I used to work for some start-up companies in Nepal. After coming here, I joined a research-based study, funded by Korean government project (ITRC). I remember, on my first day in the laboratory, my lab-mates had greeted me nicely and were asking about Nepal and Mount Everest. In fact, if you are a Nepali in Korea, one common question you will be asked every time is ‘Have you climbed Mount Everest?’ Hiking local mountains is a popular leisure activity in Korea and Korean believe they have sacred and religious significance. So, they think that it is common for Nepalis to climb Mount Everest.
In the lab, we study current railway problems in Korea and relate them to safety issue in railway system. I had come to do my Master’s in software engineering, but when I took railway safety as my research domain, it took me by surprise as well. It had never occurred to me that there was scope for railways in Nepal though. I think if anyone dreams so it would be like ‘waiting for a train in an airport’.

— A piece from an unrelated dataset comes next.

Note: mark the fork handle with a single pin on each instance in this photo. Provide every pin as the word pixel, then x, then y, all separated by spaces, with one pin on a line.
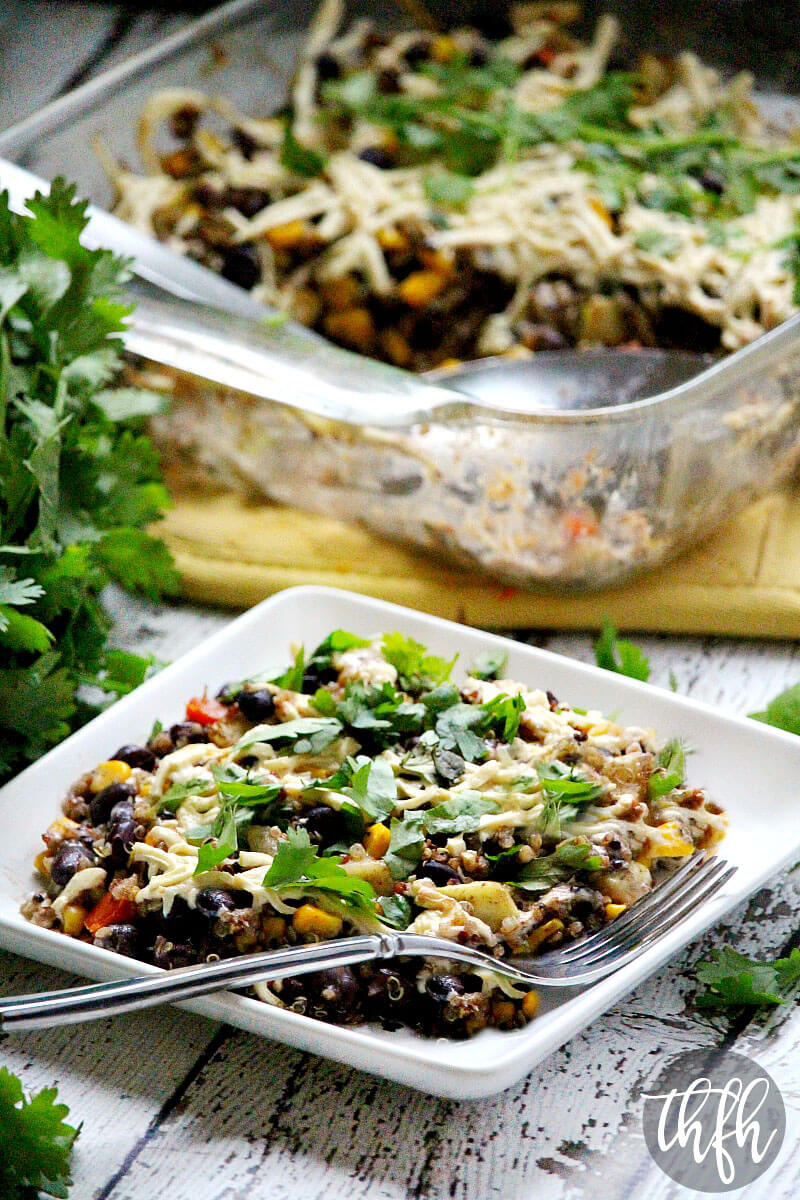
pixel 41 1011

The laboratory is a 14-hour job and has its pressure while working. But during my days at laboratory, I have noticed changes in my personality and found that I enjoy my time in front of the computer, even if I’m alone and working late night shifts. Writing research paper, submitting to highly-reputed journals and the wait for approval has become a part of my daily schedule and has its own fun. I was stunned to find that Nepali scholars and their publications are highly considered in Korea. In fact, Dhiraj Kumar Chaudhary, another research scholar in Korea, once said ‘research scholars in Korea are the educated student labours from Nepal’.
If you are to compare your life in Nepal, everyone would feel very uncomfortable coming to a different country. I think Nepalis are comparatively more welcoming; whenever we meet a stranger in a bus, at least we greet them with a smile. But here, majority of people are busy on their smartphones either in subways or public buses, and they usually do not care who they are travelling with.
But the information and technology-based services including banking, telecommunication and transportation have added values to people’s lives. The services are very fast and reliable that you barely remember poor services that were in Nepal. Also, South Korea has relatively stronger arrangements when it comes to public safety and security enforcement. While exploring the cities, I could see girls walking freely at midnights, 24-hour convenient stores and late night bus services, which are unusual in developing countries.
THAPALIYA is currently doing his research in Railway Safety at Software Engineering Laboratory from Kyonggi University, South Korea.